When it is desired to write data into cell 10, that data is applied to bit lines 50a and 50b in complementary form, and transistors 40a and 40b are enabled by a word line signal applied to their gates. This impresses the data to be written on cell 10 (regardless of the cell's previous state). For example, if bit line 50a is high (logic 1) and bit line 50b is low (logic 0) when transistors 40a and 40b are enabled, then node 22a is driven high and node 22b is driven low. When transistors 40a and 40b are subsequently disabled, memory cell 10 continues to hold nodes 22a and 22b in these states. The memory cell can be subsequently read by again enabling transistors 40a and 40b, this time with no other significant drive applied to bit lines 50a and 50b. This allows the memory cell to drive the bit lines to the complementary potentials of nodes 22a and 22b. The content of the memory cell can thereby be read by sensing the logic levels of bit lines 50a and 50b.

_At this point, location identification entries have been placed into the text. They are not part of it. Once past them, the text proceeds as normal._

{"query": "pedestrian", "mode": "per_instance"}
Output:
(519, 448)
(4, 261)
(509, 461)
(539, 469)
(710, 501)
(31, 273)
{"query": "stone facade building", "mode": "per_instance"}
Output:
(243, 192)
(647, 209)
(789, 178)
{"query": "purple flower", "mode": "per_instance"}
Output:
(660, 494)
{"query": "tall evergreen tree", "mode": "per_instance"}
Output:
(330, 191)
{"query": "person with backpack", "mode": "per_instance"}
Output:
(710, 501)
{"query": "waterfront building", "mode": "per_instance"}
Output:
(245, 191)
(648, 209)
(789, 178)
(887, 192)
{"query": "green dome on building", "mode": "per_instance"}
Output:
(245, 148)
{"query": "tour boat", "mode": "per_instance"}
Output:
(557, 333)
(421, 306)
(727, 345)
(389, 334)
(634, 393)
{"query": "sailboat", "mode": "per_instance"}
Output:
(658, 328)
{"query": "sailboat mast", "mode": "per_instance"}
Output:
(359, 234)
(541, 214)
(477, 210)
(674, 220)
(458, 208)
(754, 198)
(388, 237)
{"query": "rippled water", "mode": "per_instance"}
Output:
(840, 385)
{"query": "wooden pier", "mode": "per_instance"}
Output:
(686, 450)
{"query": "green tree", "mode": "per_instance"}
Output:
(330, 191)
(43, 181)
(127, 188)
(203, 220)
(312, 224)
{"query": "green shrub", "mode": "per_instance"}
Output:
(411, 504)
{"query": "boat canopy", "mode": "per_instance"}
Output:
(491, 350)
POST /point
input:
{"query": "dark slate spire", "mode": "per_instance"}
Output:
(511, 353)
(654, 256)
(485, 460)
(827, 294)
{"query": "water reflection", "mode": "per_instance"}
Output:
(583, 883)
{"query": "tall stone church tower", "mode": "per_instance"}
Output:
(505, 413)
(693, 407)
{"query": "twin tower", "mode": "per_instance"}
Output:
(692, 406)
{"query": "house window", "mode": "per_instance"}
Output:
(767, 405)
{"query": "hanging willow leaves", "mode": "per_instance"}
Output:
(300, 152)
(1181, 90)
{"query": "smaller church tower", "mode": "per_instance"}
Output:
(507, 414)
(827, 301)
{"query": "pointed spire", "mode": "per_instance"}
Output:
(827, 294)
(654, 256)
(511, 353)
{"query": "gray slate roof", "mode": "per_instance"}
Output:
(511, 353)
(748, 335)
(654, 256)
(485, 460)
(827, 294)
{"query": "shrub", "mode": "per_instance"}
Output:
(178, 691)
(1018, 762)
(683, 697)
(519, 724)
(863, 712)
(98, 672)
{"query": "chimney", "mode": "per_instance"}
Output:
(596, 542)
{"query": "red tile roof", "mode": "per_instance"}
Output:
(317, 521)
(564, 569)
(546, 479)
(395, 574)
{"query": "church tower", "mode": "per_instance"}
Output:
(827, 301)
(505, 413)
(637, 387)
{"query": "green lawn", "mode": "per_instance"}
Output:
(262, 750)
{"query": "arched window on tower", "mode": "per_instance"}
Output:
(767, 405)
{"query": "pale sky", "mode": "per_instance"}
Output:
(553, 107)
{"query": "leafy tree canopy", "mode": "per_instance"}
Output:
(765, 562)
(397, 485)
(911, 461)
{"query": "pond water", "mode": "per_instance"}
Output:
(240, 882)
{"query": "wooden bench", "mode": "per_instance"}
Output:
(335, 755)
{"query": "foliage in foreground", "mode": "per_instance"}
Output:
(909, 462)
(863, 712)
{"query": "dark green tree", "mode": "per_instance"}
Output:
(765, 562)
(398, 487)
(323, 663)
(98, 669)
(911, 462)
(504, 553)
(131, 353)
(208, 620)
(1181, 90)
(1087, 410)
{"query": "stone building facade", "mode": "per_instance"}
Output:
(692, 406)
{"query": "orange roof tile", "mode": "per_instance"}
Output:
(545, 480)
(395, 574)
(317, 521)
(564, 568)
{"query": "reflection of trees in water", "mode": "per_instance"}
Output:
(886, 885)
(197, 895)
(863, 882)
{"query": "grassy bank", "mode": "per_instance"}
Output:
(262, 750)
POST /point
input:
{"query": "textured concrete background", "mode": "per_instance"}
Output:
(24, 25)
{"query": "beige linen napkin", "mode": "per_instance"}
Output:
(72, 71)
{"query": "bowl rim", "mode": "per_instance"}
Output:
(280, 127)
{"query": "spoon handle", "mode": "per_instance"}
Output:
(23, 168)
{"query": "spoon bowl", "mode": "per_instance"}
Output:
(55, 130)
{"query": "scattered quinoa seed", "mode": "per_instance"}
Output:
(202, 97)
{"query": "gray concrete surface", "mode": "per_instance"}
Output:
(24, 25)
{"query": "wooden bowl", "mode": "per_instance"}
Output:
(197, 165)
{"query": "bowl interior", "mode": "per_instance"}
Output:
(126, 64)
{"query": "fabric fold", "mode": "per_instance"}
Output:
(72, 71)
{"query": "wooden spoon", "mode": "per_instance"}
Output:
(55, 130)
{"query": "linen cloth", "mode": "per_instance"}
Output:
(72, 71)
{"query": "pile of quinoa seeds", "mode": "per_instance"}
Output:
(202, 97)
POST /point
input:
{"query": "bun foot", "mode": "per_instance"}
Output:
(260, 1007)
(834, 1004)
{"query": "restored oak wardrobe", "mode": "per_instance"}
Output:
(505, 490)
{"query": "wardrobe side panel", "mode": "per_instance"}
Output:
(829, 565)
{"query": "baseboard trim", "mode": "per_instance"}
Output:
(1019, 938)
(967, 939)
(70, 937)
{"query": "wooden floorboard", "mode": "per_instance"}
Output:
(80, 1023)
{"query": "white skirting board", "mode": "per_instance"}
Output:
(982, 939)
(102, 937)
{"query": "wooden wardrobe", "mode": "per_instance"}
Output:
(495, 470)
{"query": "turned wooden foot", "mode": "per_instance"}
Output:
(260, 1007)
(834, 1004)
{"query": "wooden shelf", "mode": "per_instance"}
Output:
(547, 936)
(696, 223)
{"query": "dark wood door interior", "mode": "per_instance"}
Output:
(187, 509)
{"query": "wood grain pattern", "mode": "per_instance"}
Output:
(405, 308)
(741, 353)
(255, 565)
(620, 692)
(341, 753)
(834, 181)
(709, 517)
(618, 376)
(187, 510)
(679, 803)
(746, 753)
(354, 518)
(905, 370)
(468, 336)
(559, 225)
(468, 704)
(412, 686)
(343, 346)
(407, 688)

Although SRAM cell 10 is stable in either of two states (i.e., node 22a high and node 22b low, or node 22a low and node 22b high) in the absence of external, data-writing drive from bit lines 50a and 50b as described above, SEU can erroneously change the state of such a cell, and the risk of such an error tends to increase as the components of the cell are made smaller. This is so because the smaller the components of the cell become, the less inherent capacitance the circuit has to resist SEU.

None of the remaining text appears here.